By on 23 Outubro, 2018

Os bancos são dos elementos de um automóvel menos valorizados, mas dos que mais sofrem. Afinal, são eles que suportam os ocupantes dentro do veículo.

Qual será o segredo para que o banco se mantenha confortável e resistente a milhares de quilómetros e de suportar condições extremas de temperatura? A resposta está nos milhares de ensaios feitos aos bancos antes deles serem colocados nos veículos. Provadores de diferentes constituições físicas entram e saem do veículo cerca de 6 mil vezes, promovendo a avaliação do possível desgaste de espumas e tecidos. Depois, 22 mil ciclos de fricção simulam a erosão que os bancos sofrem ao longo dos anos de uso e um teste de fadiga reproduz a condução em condições extremas. É assim que a Seat e outros construtores conseguem encontrar forma de fazer os bancos resistir.

Fique a conhecer as cinco provas mais importantes feitas durante os três anos que dura o desenvolvimento de um banco de um automóvel.

1º – Entrar e sair 700 vezes por dia. Mulheres, homens, altos, baixos, magros ou encorpados. Um grupo heterogéneo de provadores profissionais participa num teste que reproduz 6 mil entradas e saídas do automóvel numa semana. “Cada um deles repete este movimento 700 vezes por dia para simular a vida de um assento durante cinco anos”, explica Javier García, engenheiro responsável pelos testes nos bancos da Seat.“Alguns levam jeans com rebites e botões nos bolsos traseiros ou costuras reforçadas”, e o objetivo é o de assegurar a resistência da espuma e do tecido do futuro banco, que além disso tem que adaptar-se a qualquer condutor.

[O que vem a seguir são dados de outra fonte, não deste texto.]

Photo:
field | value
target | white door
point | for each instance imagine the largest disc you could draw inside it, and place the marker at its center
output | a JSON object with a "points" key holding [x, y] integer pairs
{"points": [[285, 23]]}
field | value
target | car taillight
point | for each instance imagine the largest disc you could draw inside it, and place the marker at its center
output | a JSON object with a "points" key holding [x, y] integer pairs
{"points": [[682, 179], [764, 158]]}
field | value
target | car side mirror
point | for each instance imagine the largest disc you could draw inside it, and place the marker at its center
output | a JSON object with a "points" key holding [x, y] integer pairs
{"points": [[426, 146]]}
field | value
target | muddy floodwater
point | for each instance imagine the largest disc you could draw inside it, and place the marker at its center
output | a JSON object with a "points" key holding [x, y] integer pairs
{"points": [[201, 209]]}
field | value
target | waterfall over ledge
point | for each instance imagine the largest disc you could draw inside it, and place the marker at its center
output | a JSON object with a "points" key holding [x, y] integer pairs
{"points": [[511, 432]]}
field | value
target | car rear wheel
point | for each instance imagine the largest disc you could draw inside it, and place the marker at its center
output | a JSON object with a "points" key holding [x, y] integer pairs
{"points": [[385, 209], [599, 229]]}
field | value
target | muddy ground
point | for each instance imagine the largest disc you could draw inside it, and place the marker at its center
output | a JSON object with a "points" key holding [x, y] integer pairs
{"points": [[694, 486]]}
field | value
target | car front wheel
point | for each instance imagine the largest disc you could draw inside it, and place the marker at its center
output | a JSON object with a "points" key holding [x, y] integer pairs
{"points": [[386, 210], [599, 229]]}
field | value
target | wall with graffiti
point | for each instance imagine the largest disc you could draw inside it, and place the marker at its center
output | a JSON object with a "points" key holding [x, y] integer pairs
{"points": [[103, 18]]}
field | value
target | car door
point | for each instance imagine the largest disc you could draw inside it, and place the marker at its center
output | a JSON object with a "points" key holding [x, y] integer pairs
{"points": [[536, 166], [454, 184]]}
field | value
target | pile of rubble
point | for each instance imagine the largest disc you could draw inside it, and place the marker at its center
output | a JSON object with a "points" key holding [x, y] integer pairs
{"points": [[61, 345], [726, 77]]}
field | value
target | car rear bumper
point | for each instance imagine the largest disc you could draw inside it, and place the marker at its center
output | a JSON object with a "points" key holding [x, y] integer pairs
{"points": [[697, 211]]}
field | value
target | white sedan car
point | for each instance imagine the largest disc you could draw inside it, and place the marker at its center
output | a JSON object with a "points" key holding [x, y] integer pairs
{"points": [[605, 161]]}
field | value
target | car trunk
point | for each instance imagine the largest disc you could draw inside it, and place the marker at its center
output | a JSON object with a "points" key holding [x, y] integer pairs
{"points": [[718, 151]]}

2º – Teste de erosão. Consiste em reproduzir o roçar sistemático num assento. É feito em laboratório, simulando a carga de um corpo de 75 kg. “Durante 3 semanas, 24 horas por dia, uma máquina realiza 22 mil ciclos de fricção, simulando movimentos quotidianos de um utilizador com mais de 100 Kg”, comenta Javier. Depois do ensaio, é fundamental avaliar como o banco recupera, comprovando que mantém a aparência e as propriedades iniciais.

3º – 300 mil quilómetros em condições extremas. Dentro de uma câmara, um automóvel vibra intensamente, simulando a circulação por pavimentos irregulares. Trata-se de reproduzir até 300 mil quilómetros do uso normal de um veículo durante 225 horas seguidas. Durante este teste o carro também é submetido a temperaturas que oscilam entre os 80º C e os -35º C. “O nosso trabalho consiste em avaliá-lo antes, durante e depois do teste para comprovar que as suas características não se alteraram e que não tem rasgos nem danos”, acrescenta García.

4º – Um assento a 40º C num clima glaciar.Dentro de um habitáculo a -20 º C, um engenheiro analisa como se comporta o banco com aquecimento. Com uma câmara termográfica regista como alcança uma temperatura confortável em apenas 3 minutos e chega aos 40º C em 15 minutos. O mapeamento da temperatura também mostra que o calor é homogéneo em toda a superfície, contribuindo para o conforto do futuro condutor.

5º – Bem sentado, uma questão de milímetros. Existe uma posição ideal para se conduzir cómodo e seguro? Claro que sim. São medidos até 20 pontos num assento para comprovar o apoio correto do corpo, a distância do apoio de cabeça ou o ângulo do fémur do condutor.